Thursday, August 2, 2012

Antara Amerika Serikat, MLS dan Indonesia


Piala Dunia 1986 di Meksiko adalah salah satu Piala Dunia yang paling banyak dibicarakan orang. Bagaimana tidak, disitu kita menyaksikan fenomena bernama Diego Maradona, yang seolah sendirian membawa Argentina menjadi juara dunia, yang puncaknya tersaji setelah mereka mengalahkan Jerman Barat 3-2 di partai final. Di ajang yang sama, Maradona juga mencetak dua gol yang paling diingat dalam sejarah sepakbola dimana keduanya terjadi ke gawang Inggris, musuh bebuyutan Argentina yang saat itu tengah menaruh dendam akan kekalahan mereka di Perang Malvinas, yaitu gol tangan tuhan dan dribbling solo melewati enam pemain Inggris.

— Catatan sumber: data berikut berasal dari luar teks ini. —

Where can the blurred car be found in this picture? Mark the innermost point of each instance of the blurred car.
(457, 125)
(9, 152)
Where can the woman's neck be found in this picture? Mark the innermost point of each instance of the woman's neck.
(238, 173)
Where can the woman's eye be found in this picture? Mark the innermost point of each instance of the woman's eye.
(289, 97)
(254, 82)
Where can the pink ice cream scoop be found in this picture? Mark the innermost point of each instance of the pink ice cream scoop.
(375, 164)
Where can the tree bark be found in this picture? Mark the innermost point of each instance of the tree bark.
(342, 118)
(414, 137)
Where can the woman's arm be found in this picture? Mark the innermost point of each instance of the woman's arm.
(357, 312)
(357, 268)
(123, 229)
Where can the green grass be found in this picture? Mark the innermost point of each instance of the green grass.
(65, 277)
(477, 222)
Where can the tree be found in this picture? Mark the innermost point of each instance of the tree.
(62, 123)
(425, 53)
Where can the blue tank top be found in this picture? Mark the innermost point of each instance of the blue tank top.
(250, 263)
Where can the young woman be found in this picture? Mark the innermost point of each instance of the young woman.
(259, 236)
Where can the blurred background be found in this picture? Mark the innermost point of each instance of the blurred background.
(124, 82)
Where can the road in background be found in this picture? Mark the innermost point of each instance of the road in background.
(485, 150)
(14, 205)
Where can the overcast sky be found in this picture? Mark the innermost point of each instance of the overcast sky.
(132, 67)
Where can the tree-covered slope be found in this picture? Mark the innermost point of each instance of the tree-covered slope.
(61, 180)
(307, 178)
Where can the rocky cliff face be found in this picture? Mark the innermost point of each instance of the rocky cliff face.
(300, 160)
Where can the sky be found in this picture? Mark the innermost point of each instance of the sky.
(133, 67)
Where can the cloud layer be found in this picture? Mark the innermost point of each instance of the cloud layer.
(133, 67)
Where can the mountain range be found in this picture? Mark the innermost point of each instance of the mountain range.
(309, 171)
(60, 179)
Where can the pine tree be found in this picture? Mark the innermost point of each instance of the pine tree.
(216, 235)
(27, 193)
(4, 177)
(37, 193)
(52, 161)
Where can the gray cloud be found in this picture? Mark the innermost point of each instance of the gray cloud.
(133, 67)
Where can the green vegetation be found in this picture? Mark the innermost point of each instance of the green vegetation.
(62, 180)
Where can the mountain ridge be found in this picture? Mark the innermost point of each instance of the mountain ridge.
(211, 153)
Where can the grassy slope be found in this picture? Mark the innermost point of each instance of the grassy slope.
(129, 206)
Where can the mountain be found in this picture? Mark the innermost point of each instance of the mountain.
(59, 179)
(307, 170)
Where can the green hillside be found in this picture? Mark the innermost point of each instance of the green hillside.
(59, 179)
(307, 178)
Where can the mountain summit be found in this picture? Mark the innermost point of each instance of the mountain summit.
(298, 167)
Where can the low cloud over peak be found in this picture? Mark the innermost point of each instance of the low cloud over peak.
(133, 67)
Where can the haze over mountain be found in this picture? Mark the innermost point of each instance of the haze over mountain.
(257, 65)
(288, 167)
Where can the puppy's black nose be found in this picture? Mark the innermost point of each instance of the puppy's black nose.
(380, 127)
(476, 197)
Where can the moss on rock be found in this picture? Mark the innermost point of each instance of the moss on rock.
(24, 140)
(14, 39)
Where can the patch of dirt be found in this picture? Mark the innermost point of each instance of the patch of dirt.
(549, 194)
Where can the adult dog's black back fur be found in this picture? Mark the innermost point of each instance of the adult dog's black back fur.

Saya baru berusia 3 tahun dan belum mengenal sepakbola saat itu, namun perbincangan mengenai Piala Dunia satu ini tidak pernah basi. Mexico 1986 juga terkenal dengan Mexican Wave, yang berasal gerakan sederhana penonton yang berdiri dan duduk secara berurutan dengan teman sebelahnya, yang membentuk gerakan menyerupai ombak. Kesemua momen itu sebenarnya terjadi diatas penderitaan tetangga mereka, Amerika Serikat.

Saat FIFA memutuskan untuk menggelar Piala Dunia 1986 di benua Amerika, tiga negara yaitu Amerika Serikat, Meksiko dan Kolombia mengajukan penawaran. Kolombia akhirnya mundur, tinggal menyisakan Amerika Serikat dan Meksiko untuk bersaing. Namun kegagalan North American Soccer League (NASL) sebagai liga profesional sepakbola Amerika Serikat menjadi preseden buruk bagi FIFA, yang kemudian secara otomatis menunjuk Meksiko.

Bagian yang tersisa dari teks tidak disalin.